A young engineer studying at the University of Leicester has been named ‘Industrial Cadet of the Year’ at a ceremony in London, and was presented with her award by HRH The Prince of Wales.
Abike Looi- Somoye received her Industrial Cadet award in recognition of the excellence of her work at Rolls-Royce on a Year in Industry placement, during her studies for a BEng in Mechanical Engineering at the University of Leicester.
The Industrial Cadet of the Year Award was sponsored by AkzoNobel and the headline sponsor for the event was the GFG Foundation. The Manufacturer is media partner for the event.
Abike worked as part of a team tasked with spreading understanding and uptake of lean operations within Rolls-Royce. She quickly demonstrated a drive to deliver high quality results, so was asked to take on a wider range of activities.
Sally Twisleton, Head of Engineering Quality at Rolls-Royce said, “Abike’s performance was outstanding. Not only delivering objectives, she supported several STEM events, highlighting commitment to promoting opportunities in this field. Abike’s passion for learning and development meant she really made the most of her placement. She acted with professionalism, maturity and enthusiasm and was a real asset to the organisation.”
Industrial Cadets is an accreditation for young peoples’ experiences of industry in science, technology, engineering and maths. The idea for the Industrial Cadet accreditation was originally seeded in a conversation about providing effective experiences of work and industry between HRH The Prince of Wales and executives of the Tata Group in 2010. Since that time Prince Charles has taken a keen interest in the establishment of Industrial Cadets as a national accreditation and its recent rapid expansion.
Abike has now been offered a place on a Rolls-Royce graduate programme.
“As well as developing hard skills and interpersonal skills, my time at Rolls-Royce showed me the importance of expanding your network; every person I met had a wealth of knowledge and experience, and effectively collaborating with them was truly the key to success throughout my year,” she said.

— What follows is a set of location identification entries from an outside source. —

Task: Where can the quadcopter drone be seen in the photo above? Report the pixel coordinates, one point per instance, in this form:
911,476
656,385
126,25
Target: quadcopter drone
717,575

“The Industrial Cadets process improved my self-awareness, reflecting on my performance so that I could be my best every day. The leadership award, in particular, helped me realise the importance of outreach and being a positive role model. As a judge at the Go-4-Set competition, I saw the children’s genuine passion in STEM subjects, and saw how my words and actions can be influential – I look forward to developing these skills in my role as a university peer mentor and in the future in industry.
“My placement helped me realise what I truly value in a workplace, and so it became clear to me that Rolls-Royce is where I want to start my career. I am pleased to announce my return in September where I will begin the Operations Management graduate programme – I am so excited to start my career at Rolls-Royce!”
EDT, the charity that co-ordinates Industrial Cadets is a supporter of the Year in Engineering, the national campaign to increase awareness and understanding of what engineers do among young people aged 7-16, their parents and their teachers.